By the age of two it was obvious Isla was lacking some motor skills. Two years later Megan's world would be upended indefinitely when she was told her daughter had a condition that caused fatal brain damage. A month later, she was given the same prognosis for her son. 

"My nephew was going into remission when my kids got their diagnoses. I can remember my sister-in-law saying to me 'it's like a revolving door' and I said 'yeah, but my kids aren't coming out'."

Both children have intellectual disabilities, with Sanfilippo slowly robbing them of their mind and body. Image: Megan Donnell.

When Megan first discovered what lay ahead, she couldn't stop thinking about the fact that her beautiful children were likely not going to make it to adulthood. It was the most awful thing she could imagine.

"But what I didn't appreciate at the time, is that actually is not the worst thing. It may be when I get to it, but what I hadn't anticipated was how difficult daily life was going to be. Every day you realise something else has been taken from them, and from you," she explained.

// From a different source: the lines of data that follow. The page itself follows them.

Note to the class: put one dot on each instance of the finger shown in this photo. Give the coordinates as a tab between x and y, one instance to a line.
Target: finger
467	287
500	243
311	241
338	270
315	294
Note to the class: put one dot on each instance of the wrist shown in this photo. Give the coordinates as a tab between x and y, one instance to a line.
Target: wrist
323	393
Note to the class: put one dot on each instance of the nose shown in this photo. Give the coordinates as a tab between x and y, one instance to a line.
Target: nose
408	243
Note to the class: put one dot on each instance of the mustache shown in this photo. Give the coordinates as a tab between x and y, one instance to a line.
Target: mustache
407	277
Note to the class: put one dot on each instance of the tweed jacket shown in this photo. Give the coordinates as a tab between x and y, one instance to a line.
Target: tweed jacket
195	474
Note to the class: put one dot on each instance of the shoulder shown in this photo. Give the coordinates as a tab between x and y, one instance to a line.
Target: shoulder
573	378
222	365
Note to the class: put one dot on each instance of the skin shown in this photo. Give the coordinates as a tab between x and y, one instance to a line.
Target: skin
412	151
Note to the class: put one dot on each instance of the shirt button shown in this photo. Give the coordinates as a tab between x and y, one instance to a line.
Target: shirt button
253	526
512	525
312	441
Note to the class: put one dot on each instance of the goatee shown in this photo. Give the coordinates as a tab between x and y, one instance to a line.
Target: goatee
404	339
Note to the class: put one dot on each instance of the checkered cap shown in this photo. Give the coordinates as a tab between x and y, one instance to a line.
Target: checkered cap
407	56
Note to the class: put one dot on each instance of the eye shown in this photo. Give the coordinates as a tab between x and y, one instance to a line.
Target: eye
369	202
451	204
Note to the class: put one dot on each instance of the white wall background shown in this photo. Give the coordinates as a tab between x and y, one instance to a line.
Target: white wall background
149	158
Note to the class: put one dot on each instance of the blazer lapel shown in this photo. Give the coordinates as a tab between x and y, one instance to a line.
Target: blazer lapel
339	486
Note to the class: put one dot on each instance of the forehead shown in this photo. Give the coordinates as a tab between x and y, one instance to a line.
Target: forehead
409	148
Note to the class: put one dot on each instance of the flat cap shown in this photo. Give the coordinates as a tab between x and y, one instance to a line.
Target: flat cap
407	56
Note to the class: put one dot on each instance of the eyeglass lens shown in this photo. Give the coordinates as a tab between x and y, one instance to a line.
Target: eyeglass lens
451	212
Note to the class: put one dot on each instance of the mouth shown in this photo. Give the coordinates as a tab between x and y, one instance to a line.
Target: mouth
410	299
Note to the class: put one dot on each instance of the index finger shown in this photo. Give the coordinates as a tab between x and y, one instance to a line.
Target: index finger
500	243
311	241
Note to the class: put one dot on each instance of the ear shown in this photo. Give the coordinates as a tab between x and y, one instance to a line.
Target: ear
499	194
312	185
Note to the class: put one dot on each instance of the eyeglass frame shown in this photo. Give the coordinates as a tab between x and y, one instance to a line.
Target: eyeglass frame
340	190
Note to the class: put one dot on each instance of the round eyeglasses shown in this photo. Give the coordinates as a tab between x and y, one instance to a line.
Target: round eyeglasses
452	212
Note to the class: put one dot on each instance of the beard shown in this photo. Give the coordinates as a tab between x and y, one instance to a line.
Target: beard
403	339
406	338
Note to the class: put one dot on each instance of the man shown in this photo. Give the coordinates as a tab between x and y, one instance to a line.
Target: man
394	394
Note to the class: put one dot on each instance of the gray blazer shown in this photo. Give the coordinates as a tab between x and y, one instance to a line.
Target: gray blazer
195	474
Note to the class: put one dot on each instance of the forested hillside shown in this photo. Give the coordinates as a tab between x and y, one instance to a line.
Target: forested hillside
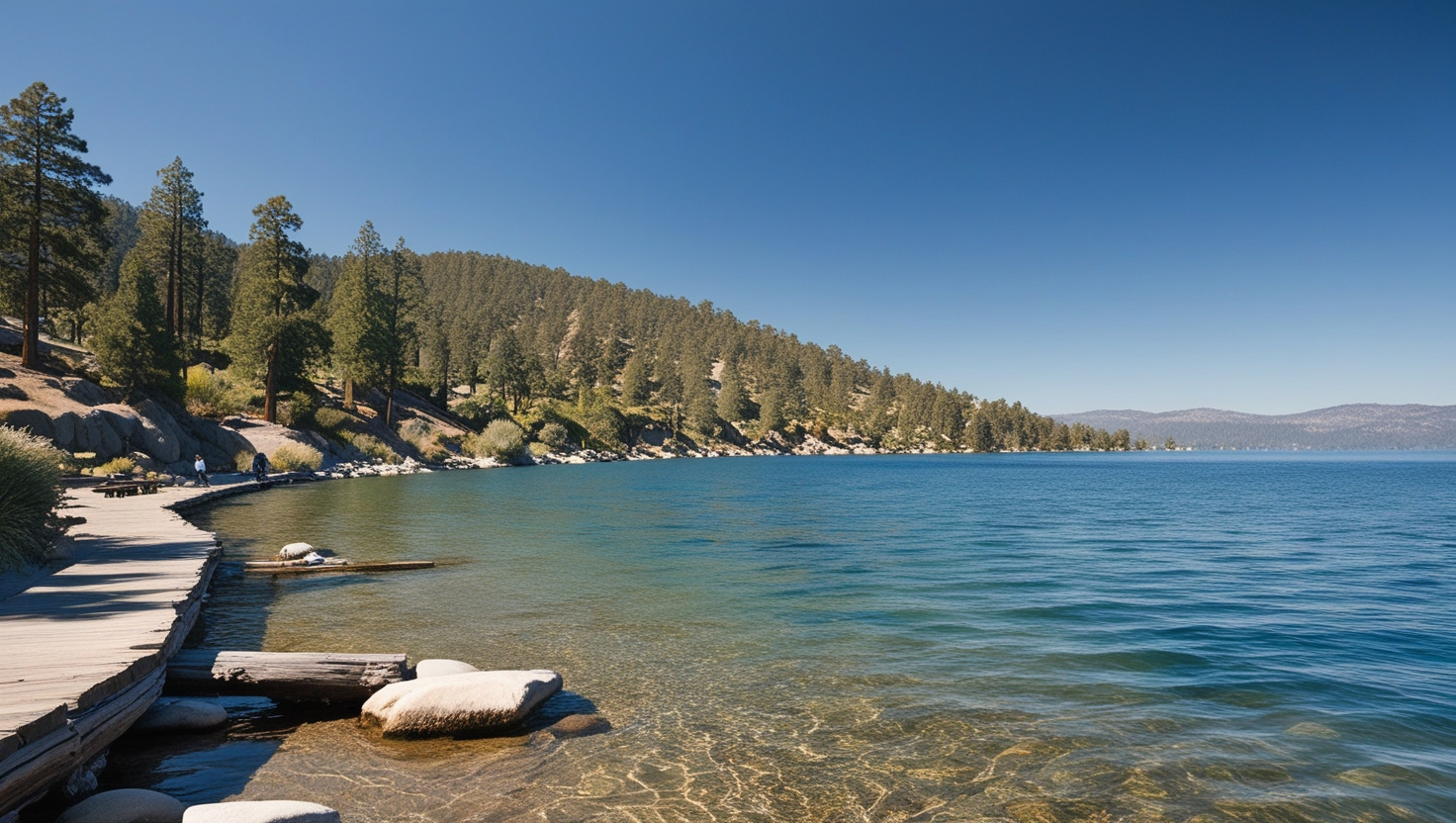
264	325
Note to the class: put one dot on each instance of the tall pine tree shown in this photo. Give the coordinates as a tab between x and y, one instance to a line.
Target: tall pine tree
132	341
274	332
52	216
355	315
170	226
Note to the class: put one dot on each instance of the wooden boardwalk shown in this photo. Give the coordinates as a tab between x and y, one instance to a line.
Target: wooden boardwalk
86	649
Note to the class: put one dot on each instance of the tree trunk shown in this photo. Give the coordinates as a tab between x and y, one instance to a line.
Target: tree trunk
31	341
271	391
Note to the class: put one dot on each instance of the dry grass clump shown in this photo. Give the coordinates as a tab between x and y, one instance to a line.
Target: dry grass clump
501	438
209	394
296	458
30	493
555	436
375	449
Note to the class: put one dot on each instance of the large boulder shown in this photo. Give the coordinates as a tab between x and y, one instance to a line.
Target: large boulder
126	422
85	392
34	419
126	806
441	668
295	551
261	811
181	714
160	434
93	433
64	436
462	705
218	443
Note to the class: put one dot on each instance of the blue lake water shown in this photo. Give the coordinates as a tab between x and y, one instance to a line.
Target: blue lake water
1002	637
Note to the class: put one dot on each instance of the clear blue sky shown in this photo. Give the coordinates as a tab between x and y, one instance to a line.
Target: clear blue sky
1080	206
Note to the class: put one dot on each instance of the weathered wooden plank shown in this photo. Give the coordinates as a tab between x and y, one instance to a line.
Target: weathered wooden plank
28	774
86	647
300	569
300	677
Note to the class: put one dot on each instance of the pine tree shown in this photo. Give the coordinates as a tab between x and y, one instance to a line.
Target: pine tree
401	298
357	315
505	369
170	226
49	203
274	333
132	341
635	385
733	401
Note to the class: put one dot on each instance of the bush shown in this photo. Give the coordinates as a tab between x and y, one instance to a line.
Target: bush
296	458
555	436
329	419
243	459
375	447
207	394
117	466
481	412
298	412
30	493
502	440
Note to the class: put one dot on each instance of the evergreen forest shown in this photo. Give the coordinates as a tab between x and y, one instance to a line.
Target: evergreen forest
265	326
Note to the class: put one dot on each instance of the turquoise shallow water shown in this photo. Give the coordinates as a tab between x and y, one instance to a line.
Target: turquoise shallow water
1034	637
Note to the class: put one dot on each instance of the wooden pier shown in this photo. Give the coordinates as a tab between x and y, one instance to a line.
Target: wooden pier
86	649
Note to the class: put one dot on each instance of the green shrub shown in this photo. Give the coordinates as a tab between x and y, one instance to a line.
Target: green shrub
481	412
296	458
375	447
606	425
298	412
117	466
30	493
501	438
329	419
209	394
555	436
243	459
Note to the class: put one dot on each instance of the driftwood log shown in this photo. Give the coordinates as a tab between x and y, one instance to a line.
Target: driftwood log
296	677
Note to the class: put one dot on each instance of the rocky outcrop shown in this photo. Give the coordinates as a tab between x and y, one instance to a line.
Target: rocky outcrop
460	705
261	811
160	434
441	668
181	714
126	806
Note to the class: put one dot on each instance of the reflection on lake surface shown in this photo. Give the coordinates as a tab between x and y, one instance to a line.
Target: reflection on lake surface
1043	638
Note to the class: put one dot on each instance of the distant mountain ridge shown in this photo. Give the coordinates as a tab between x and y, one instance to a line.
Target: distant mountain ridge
1356	427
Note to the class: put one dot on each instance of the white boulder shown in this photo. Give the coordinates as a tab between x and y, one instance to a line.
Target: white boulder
126	806
462	705
261	811
181	714
295	551
441	668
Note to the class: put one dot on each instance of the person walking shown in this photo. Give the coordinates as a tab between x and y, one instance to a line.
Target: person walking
259	466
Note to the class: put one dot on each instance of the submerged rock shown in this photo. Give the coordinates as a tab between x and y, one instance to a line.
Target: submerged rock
126	806
440	668
460	705
261	811
580	726
181	714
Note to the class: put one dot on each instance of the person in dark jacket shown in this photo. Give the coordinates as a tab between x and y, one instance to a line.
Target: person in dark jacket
259	466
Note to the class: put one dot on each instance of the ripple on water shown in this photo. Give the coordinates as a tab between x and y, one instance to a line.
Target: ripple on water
1052	638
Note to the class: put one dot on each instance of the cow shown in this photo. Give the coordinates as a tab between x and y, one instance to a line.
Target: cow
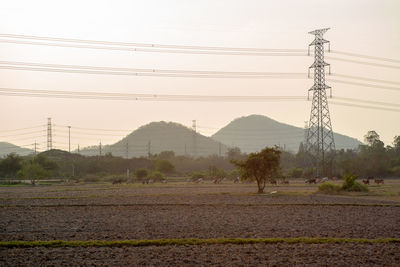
311	181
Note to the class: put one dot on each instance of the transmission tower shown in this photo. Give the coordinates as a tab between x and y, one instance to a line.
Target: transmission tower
320	142
49	135
194	138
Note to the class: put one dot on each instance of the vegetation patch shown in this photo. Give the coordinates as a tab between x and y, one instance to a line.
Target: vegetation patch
191	241
203	205
349	185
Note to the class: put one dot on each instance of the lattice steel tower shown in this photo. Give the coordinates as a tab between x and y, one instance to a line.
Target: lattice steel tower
320	142
49	135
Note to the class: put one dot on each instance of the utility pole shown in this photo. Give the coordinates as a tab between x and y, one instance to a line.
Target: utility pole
149	149
194	139
320	142
49	135
69	139
127	150
127	157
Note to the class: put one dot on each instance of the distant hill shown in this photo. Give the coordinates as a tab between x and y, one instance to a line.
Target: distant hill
254	132
8	148
161	136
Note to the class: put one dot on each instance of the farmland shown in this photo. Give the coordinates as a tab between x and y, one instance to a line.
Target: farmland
345	229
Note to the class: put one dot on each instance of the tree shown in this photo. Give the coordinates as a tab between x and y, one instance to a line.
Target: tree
166	154
33	171
10	165
396	142
260	166
157	176
141	173
165	166
372	138
49	165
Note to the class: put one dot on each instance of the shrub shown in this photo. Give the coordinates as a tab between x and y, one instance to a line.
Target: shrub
329	188
197	175
349	180
358	187
157	176
141	174
91	179
295	172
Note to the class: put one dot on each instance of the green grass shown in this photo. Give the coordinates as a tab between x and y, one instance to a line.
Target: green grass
204	205
191	241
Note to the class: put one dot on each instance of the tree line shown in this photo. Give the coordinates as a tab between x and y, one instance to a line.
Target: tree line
370	159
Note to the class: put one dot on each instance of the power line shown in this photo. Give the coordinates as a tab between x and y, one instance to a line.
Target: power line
149	45
168	48
365	84
367	101
155	50
363	106
146	70
19	134
364	78
26	128
365	56
364	62
154	97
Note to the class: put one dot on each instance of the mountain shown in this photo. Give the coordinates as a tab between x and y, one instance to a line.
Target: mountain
7	148
161	136
254	132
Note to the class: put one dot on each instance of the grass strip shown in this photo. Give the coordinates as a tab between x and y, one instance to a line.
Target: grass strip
202	205
191	241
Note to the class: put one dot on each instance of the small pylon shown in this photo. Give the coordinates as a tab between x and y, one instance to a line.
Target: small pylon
320	142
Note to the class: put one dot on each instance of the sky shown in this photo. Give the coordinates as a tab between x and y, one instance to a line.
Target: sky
365	27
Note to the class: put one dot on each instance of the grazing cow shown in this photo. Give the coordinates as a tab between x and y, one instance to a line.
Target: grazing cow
117	181
311	181
366	181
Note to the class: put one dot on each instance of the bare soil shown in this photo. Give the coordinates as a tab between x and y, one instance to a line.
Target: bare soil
210	255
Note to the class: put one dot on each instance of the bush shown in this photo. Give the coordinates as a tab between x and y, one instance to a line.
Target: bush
358	187
91	179
349	180
197	175
295	172
141	174
157	176
329	188
349	185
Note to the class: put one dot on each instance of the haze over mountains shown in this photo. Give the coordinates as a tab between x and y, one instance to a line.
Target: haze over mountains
7	148
250	133
156	137
256	131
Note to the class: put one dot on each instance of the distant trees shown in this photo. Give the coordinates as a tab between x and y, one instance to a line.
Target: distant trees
10	165
38	168
165	166
260	166
141	174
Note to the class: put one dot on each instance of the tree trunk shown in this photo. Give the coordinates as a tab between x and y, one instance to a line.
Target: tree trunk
261	186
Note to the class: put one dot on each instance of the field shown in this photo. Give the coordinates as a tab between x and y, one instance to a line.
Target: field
190	224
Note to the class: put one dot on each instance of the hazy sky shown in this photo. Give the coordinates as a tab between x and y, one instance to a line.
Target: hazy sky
366	27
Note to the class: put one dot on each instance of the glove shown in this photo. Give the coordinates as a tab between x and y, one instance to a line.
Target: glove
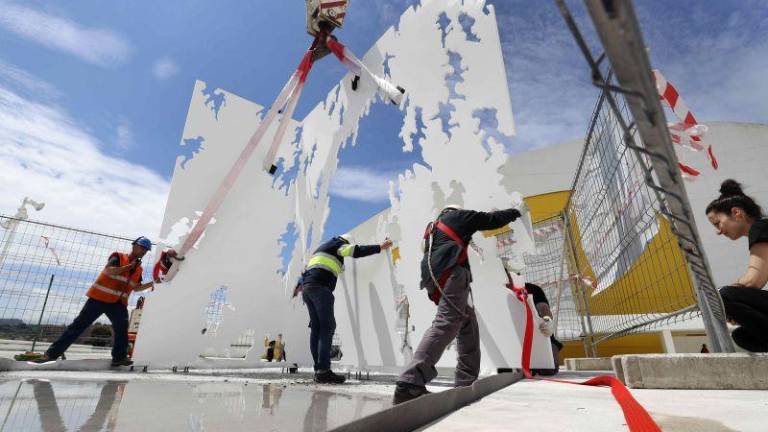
521	207
547	327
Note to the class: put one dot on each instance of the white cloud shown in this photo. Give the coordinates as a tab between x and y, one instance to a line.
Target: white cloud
47	156
164	68
360	184
124	135
25	81
94	45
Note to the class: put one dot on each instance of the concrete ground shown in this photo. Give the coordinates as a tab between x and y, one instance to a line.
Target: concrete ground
546	406
221	400
267	400
9	348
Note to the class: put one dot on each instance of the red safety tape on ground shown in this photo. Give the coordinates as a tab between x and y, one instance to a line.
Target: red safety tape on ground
638	419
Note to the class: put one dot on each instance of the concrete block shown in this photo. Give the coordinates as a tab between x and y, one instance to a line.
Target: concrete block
588	364
736	371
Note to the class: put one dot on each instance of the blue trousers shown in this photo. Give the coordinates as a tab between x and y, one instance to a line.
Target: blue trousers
319	300
92	310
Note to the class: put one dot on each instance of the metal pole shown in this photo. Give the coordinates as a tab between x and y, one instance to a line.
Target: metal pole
563	252
620	34
40	320
577	290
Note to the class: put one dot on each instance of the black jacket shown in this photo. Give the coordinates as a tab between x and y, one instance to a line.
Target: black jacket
465	223
319	276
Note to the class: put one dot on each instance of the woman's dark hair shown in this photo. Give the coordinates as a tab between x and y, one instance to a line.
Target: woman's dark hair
732	196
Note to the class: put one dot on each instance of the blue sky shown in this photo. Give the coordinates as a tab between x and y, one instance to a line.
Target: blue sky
93	95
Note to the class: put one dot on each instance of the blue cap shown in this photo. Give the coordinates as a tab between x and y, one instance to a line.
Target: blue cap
143	242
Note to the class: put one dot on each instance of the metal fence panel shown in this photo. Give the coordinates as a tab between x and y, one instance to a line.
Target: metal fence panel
36	255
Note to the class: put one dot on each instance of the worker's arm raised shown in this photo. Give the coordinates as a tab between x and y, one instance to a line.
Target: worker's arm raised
145	286
757	272
360	251
113	267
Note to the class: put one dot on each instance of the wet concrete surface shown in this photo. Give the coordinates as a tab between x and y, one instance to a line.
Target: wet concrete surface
175	402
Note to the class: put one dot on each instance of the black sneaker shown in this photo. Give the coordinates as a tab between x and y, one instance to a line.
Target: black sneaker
328	377
42	359
123	362
407	391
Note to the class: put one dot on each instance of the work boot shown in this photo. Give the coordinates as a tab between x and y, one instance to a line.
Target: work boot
328	377
42	359
407	391
123	362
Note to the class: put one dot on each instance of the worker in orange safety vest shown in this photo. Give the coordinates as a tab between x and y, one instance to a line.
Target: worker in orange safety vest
108	295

It's a grief others can't seem to comprehend. Megan has had to endure her daughter no longer being able to tell her she loves her, and watch her son's peers start soccer lessons that he will never get to participate in. It's a slow and cruel gap between other kids and her kids that will just continue to widen.

"One mother I spoke to told me when her child [with childhood dementia] passed away, people could understand her grief. She felt understood and supported in a way she never had before. What they don't get is that we grieve for their whole lifetime. It's an ongoing anticipatory grief."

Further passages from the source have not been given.